Cys-LTs’ Pro-phlogistic Lung Actions Are Regulated by Cys-Maresins

Abstract Background Cysteinyl leukotrienes (CysLTs) are potent pro-phlogistic mediators in asthma; however, inhibition of CysLT1 receptors is not a consistently effective treatment, suggesting additional regulatory mechanisms. Other cysteinyl-containing lipid mediators derived from docosahexaenoic acid (DHA), namely maresin conjugates of tissue regeneration (MCTRs), were recently discovered. Their production and actions in the lung are therefore of considerable interest. Objective To determine MCTR production, bioactions and mechanism in human lung and in experimental allergic airway inflammation. Methods Lipid mediator metabololipidomics profiling of lung was performed using liquid chromatography with tandem mass spectrometry. Donor-derived human precision cut lung slices (hPCLS) were exposed to leukotriene D4 (LTD4), MCTRs, or both, before determination of airway contraction. The actions of exogenous MCTRs on murine allergic host responses were determined in ovalbumin and house-dust-mite induced lung inflammation.
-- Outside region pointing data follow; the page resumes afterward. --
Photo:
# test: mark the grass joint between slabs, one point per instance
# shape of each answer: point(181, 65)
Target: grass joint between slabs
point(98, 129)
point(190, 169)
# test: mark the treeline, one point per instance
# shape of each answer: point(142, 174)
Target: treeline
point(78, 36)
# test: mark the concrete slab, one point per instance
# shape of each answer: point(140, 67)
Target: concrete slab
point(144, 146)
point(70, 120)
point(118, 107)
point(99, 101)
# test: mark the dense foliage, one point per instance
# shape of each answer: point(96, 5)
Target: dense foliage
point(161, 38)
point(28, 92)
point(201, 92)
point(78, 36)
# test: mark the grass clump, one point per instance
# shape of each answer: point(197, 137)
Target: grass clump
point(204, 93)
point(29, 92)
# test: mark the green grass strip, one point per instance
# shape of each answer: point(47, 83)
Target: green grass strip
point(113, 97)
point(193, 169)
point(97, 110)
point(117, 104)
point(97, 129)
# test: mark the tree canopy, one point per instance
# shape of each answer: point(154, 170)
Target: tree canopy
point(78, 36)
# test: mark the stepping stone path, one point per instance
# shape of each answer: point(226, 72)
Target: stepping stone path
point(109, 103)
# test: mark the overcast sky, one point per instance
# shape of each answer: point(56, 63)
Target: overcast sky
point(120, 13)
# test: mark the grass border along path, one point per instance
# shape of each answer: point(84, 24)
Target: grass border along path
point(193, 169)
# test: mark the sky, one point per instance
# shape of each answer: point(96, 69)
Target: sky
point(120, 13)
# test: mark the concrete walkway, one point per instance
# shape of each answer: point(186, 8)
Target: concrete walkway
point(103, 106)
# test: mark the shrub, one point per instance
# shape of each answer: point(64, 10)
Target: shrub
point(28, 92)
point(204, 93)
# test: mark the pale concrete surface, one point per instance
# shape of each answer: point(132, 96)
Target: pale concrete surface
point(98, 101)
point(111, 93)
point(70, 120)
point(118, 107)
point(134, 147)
Results Lipidomic profiling showed that the most abundant cysteinyl lipid mediators in healthy human lung were MCTRs whereas CysLTs were most prevalent in disease. MCTRs blocked LTD4-initiated airway contraction in hPCLS. In mouse allergic lung inflammation, MCTRs were present with temporally regulated production With ovalbumin-induced inflammation, MCTR1 was most potent for promoting resolution of eosinophils and MCTR3 potently decreased airway hyperreactivity to methacholine, bronchoalveolar lavage fluid albumin, and serum IgE levels. MCTR1 and MCTR3 inhibited lung eosinophilia after house dust mite-induced inflammation. Conclusion These results identified lung MCTRs that when added exogenously blocked human LTD4-induced airway contraction and promoted the resolution of murine allergic airway responses. Together, these findings uncover pro-resolving mechanisms for lung responses that may be disrupted in disease.